Echtes Smart Farming, bei dem die Gerätedaten auch miteinander verknüpft werden, ist noch ganz selten. „Teilflächenspezifische Düngung oder die Kartierung der Erträge auf Basis der gesammelten Daten machen nur wenige“, sagt Heinrich Prankl von der Bundesanstalt für Landtechnik in Wieselburg. Bescheiden ist auch die Zahl der Melkroboter. Nimmt man an, dass mit den derzeit rund 450 Melkrobotern auf heimischen Höfen jeweils rund 70 Kühe gemolken werden, kommt man auf nicht mehr als 31.500 von insgesamt rund 500.000 Milchkühen in ganz Österreich.
Experten wie Andreas Gronauer, Landtechnik-Professor an der Wiener Universität für Bodenkultur, sind dennoch überzeugt, dass sich Smart Farming auch in Österreich durchsetzen wird. „Da ist Musik drin. Für junge Hofnachfolger ist das gar keine Diskussion mehr.“
Die Versprechungen und Verlockungen der neuen Technologie sind groß. Der Bogen reicht von per Computer optimierter Bearbeitung von Feldern und Wiesen, automatisierter Tierbeobachtung über GPS-Tracking bis hin zur flächenspezifischen Ausbringung von Dünge-und Pflanzenschutzmitteln entsprechend den Vorgaben, die der Computer errechnet hat. Die Steuerung erfolgt über GPS und Photozellen, die anhand der Blattfarbe von Getreide den Düngerbedarf oder auch Unkräuter erkennen. Die Raiffeisen Ware Austria etwa bietet Bauern den Einsatz einer Drohne zur gezielten Bekämpfung des gefürchteten Maiszünslers an.

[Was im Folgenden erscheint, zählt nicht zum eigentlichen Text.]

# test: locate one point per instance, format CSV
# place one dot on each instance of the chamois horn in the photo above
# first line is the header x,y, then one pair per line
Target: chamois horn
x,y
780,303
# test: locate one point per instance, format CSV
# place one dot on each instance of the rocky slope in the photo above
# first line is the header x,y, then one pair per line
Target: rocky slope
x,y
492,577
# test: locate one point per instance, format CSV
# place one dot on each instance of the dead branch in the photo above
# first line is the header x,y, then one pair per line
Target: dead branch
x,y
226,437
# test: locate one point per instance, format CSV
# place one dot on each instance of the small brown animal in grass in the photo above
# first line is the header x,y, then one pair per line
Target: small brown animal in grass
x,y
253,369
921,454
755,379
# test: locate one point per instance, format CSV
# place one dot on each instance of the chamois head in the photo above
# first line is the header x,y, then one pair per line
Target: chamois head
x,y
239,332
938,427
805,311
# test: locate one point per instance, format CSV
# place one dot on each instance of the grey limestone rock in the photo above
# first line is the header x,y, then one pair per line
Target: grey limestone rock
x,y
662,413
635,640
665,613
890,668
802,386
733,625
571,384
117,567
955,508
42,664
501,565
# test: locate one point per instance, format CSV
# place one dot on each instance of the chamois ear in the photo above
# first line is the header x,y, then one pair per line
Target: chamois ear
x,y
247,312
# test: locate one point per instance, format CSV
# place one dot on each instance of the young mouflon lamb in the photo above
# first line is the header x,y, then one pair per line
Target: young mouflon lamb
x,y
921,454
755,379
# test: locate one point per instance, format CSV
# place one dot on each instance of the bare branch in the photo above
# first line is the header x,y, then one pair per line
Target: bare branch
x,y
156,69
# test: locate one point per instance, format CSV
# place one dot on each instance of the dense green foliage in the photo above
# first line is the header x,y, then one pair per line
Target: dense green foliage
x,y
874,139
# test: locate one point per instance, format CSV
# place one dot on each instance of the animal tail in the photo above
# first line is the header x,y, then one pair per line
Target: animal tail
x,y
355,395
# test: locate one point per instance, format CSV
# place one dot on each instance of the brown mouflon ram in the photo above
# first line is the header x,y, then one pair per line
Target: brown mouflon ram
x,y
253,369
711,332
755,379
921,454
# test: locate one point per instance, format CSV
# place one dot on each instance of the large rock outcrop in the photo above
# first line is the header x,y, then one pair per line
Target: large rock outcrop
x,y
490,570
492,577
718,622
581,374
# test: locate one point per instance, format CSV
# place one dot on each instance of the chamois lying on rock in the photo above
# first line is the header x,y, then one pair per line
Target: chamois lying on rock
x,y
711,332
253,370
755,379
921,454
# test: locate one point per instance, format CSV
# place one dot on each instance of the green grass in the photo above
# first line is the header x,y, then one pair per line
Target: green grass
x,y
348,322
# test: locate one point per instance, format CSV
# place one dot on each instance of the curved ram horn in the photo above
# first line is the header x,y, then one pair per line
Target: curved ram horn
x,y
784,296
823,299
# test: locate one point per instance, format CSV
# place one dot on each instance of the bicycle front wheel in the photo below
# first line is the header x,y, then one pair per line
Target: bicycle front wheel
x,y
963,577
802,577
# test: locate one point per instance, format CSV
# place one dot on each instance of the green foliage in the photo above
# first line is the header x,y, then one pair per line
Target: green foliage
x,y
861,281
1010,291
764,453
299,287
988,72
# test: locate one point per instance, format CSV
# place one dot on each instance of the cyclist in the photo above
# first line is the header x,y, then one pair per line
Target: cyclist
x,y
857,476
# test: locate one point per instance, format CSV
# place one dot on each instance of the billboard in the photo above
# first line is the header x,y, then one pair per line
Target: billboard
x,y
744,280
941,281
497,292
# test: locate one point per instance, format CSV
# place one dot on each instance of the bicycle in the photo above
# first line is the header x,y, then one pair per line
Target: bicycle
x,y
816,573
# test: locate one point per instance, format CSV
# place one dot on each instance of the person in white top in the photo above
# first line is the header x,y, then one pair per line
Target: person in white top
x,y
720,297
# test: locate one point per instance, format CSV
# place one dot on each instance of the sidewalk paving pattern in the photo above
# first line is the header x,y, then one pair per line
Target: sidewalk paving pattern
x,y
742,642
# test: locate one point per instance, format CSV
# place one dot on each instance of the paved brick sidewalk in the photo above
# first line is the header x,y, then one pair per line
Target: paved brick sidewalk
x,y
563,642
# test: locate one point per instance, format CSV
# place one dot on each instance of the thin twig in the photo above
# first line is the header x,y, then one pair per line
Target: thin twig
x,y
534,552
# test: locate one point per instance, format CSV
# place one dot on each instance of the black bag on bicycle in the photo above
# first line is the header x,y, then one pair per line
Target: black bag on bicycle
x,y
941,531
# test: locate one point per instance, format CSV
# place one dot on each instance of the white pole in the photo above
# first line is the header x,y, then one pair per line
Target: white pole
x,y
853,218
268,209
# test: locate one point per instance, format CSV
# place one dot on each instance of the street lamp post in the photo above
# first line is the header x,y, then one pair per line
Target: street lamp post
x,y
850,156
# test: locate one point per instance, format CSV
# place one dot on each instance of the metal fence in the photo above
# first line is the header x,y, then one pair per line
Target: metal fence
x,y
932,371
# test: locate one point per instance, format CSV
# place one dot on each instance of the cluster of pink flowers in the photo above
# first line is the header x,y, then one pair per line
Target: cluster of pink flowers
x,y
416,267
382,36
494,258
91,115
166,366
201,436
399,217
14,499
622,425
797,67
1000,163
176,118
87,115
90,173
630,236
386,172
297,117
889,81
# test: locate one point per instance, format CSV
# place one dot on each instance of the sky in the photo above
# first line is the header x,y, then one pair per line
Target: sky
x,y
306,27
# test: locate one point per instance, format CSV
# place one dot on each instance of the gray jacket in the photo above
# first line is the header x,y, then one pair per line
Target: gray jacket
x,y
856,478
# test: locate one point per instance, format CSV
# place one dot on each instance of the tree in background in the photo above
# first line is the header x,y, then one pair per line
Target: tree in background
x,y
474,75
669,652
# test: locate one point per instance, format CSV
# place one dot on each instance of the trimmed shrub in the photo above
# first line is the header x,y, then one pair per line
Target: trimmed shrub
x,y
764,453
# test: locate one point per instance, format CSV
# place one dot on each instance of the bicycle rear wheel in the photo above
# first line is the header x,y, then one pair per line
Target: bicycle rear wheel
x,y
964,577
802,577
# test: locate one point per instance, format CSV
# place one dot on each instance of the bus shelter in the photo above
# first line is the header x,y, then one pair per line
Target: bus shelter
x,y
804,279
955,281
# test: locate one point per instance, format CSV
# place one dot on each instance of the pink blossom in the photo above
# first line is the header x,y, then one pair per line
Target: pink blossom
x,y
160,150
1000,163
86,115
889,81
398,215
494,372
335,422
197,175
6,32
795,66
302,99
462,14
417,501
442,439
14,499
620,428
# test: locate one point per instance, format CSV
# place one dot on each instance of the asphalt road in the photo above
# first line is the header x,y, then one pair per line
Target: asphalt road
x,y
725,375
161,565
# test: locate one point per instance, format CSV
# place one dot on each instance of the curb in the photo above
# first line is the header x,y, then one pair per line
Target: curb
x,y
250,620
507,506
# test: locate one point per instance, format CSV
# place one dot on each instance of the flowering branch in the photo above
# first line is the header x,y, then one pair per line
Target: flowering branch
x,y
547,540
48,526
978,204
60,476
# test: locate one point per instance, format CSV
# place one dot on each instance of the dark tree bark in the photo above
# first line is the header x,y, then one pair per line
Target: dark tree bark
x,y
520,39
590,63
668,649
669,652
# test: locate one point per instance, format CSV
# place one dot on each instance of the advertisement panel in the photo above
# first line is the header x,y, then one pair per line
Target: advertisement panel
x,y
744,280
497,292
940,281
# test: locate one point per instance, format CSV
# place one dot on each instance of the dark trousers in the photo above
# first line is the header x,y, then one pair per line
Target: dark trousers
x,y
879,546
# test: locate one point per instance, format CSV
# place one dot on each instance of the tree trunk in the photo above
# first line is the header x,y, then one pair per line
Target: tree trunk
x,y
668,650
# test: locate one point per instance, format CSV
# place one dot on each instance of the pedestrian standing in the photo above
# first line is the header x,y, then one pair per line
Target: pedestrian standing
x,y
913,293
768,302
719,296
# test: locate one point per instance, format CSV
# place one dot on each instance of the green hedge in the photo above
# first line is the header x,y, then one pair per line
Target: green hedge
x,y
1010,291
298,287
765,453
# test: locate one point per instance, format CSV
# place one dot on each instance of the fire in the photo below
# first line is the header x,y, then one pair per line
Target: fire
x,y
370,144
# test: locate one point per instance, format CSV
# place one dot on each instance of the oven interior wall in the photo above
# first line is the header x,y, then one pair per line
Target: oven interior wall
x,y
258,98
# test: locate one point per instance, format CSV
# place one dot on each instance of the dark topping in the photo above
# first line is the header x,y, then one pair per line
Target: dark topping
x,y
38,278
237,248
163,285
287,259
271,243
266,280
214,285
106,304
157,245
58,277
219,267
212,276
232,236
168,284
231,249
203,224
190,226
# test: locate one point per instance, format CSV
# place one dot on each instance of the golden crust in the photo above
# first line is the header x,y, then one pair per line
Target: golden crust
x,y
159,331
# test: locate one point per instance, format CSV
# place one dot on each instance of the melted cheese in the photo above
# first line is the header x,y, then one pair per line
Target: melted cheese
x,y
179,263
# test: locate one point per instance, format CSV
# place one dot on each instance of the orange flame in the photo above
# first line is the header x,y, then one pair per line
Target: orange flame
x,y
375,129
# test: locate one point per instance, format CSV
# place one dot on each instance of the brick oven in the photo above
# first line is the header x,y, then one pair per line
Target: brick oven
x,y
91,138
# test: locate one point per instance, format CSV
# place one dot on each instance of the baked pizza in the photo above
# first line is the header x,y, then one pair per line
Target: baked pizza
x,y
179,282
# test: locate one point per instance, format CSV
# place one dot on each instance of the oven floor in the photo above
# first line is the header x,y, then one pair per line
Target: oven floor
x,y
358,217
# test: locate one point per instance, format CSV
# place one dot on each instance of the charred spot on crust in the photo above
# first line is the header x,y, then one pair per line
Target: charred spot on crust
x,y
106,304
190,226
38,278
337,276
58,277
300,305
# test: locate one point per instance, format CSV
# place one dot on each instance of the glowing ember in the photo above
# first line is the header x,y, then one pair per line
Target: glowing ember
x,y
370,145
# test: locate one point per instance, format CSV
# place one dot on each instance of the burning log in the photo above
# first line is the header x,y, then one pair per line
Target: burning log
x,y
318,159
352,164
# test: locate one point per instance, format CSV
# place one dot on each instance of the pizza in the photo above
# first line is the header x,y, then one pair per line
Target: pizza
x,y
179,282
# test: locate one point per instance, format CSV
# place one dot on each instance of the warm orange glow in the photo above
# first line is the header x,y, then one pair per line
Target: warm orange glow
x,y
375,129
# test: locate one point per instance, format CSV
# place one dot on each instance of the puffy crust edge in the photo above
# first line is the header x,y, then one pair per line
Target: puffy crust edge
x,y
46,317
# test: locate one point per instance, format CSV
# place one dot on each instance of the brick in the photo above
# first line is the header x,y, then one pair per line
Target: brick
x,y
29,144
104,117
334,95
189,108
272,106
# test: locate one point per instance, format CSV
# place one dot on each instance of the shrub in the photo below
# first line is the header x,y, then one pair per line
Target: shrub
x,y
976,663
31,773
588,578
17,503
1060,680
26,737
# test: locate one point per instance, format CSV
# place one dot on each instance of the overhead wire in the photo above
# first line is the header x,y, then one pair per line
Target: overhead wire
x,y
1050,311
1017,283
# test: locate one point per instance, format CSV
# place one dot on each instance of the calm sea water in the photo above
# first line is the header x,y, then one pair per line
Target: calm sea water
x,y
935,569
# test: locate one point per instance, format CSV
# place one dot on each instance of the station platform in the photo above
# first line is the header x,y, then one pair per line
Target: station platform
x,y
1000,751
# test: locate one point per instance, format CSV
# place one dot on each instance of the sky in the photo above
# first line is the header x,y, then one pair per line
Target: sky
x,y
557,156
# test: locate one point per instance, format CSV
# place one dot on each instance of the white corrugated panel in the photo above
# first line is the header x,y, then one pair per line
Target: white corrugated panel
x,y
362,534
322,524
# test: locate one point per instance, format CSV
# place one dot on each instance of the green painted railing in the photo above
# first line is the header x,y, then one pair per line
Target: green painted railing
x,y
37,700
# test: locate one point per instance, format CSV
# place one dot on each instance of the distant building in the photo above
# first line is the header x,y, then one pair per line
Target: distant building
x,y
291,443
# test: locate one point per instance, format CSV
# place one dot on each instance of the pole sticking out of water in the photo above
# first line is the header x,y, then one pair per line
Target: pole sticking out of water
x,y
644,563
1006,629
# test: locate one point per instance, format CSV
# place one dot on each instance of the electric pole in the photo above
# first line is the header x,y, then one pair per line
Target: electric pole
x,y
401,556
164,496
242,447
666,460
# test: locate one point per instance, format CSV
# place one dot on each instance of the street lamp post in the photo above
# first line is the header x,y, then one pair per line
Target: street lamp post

Im Versuch laufen bereits Roboter, die auf Feldern Unkraut entfernen, und erst im vergangenen Herbst präsentierte der CNH-Konzern (Case, New Holland, Steyr) die Konzeptstudie eines führerlosen Traktors.
Große Agrarkonzerne bieten im Internet Plattformen zur Aufbereitung der Daten und rund um die Landwirtschaft treibt eine lebhafte internationale Start-up-Szene mit Neuerungen die Entwicklung voran. Auch Österreicher mischen kräftig mit. Erst vor wenigen Wochen wurde in Oberösterreich eine „intelligente Ohrenmarke“ für Kühe vorgestellt. Sie ermöglicht, an der Bewegung der Ohren das Befinden der Tiere abzulesen. Selbst an Schulen wie der HAK in Ried/Innkreis ist Agrar 4.0 bereits ein Schwerpunkt.
In vielen Bereichen stecke man freilich noch in den Kinderschuhen, sagt Landtechnik-Experte Heinrich Prankl. „Theorie und Praxis klaffen oft auseinander.“ Probleme machen die Schnittstellen zwischen verschiedenen Geräten und Herstellern. Unklar ist auch, wem all die Daten gehören, die die neue Generation von Geräten auf den Feldern und in den Ställen sammelt. Und ganz abgesehen davon: „Es muss billiger werden“, sagt Prankl.
Denn auch kleinere Betriebe sollen auf neue Technologien nicht verzichten müssen. Gronauer sieht in der gemeinsamen Nutzung der Gerätschaften großes Potenzial. „Da entsteht durch die Technik plötzlich Effizienz und auch diese Betriebe bekommen Daten, mit denen man weiterarbeiten kann.“ Für kleine Betriebe sei nicht nur die Herausforderung größer, sondern auch der mögliche Nutzen, sagt Prankl: „Da kommt noch viel.“ Und das bringe auch in kleinen Strukturen langfristig große Vorteile.